Seghers WA

Werkausgabe Das erzählerische Werk II/1

von

Wie ein Sturzbach, sagte Anna Seghers später, seien die frühen Erzählungen aus ihr herausgebrochen. Zu den Zeugnissen dieser Zeit gehören die erst postum veröffentlichte „Legende“ vom Bischof, der zum Lustmörder wurde, und die Geschichte des Jungen Jans, der die Rückkehr ins Leben mit dem Tode bezahlt. Beide Texte, bisher in einer bearbeiteten Lesefassung erschienen, sind hier in ihrer Originalfassung wiedergegeben. Seghers setzte mit ihrem Frühwerk Signale eines unwiderruflichen Ausbruchs aus der bürgerlichen Normalität. Nach den in kunstvoller, dunkler Phantastik und in expressionistischer Dichte gehaltenen Geschichten findet Seghers in den 1930er Jahren zu radikal neuen Erzählformen. Sie entwickelt einen Erzählstil, der sich an filmischen Darstellungen orientiert, und sie setzt konsequent Gestaltungsformen der Moderne ein.

Immer wieder konzentriert sich Seghers auf Entscheidungssituationen, in denen sich der Einzelne bewähren muss. Waren die früheren Erzählungen Beispiele existentieller Extreme, geht es später um das gewöhnliche Leben, das im Anschluss an eine kämpfende Gemeinschaft Erfüllung findet.

Der Kommentar wertet die erhaltenen zeitgenössischen Materialien aus und kann sich dabei auf solche Raritäten stützen wie eine frühe handschriftliche Fassung zu „Grubetsch“ und ein Typoskript von „Die Ziegler“. Sie vermitteln einen seltenen Einblick in den Schreibprozess von Seghers.

Der Bandbearbeiter Peter Beicken ist Professor für deutsche Sprache, Literatur, Kultur und Film an der University of Maryland, College Park.

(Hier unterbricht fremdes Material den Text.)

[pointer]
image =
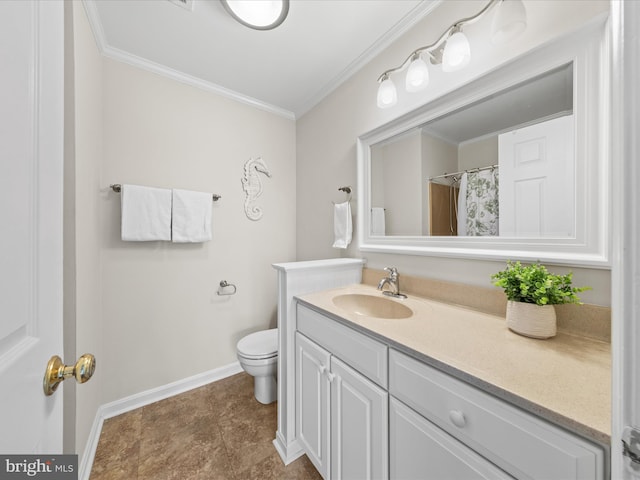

Der Band enthält die Erzählungen:

„Die Legende von der Reue des Bischofs Jehan d’Aigremont von St. Anne in Rouen“, „Jans muss sterben“, „Die Toten auf der Insel Djal“, „Grubetsch“, „Der letzte Mann der ›Höhle‹“, „Die Wellblech-Hütte“, „Die Ziegler“, „Bauern von Hruschowo“, „Auf dem Wege zur amerikanischen Botschaft“, „Marie geht in die Versammlung“, „Der Führerschein“ „Die Stoppuhr“.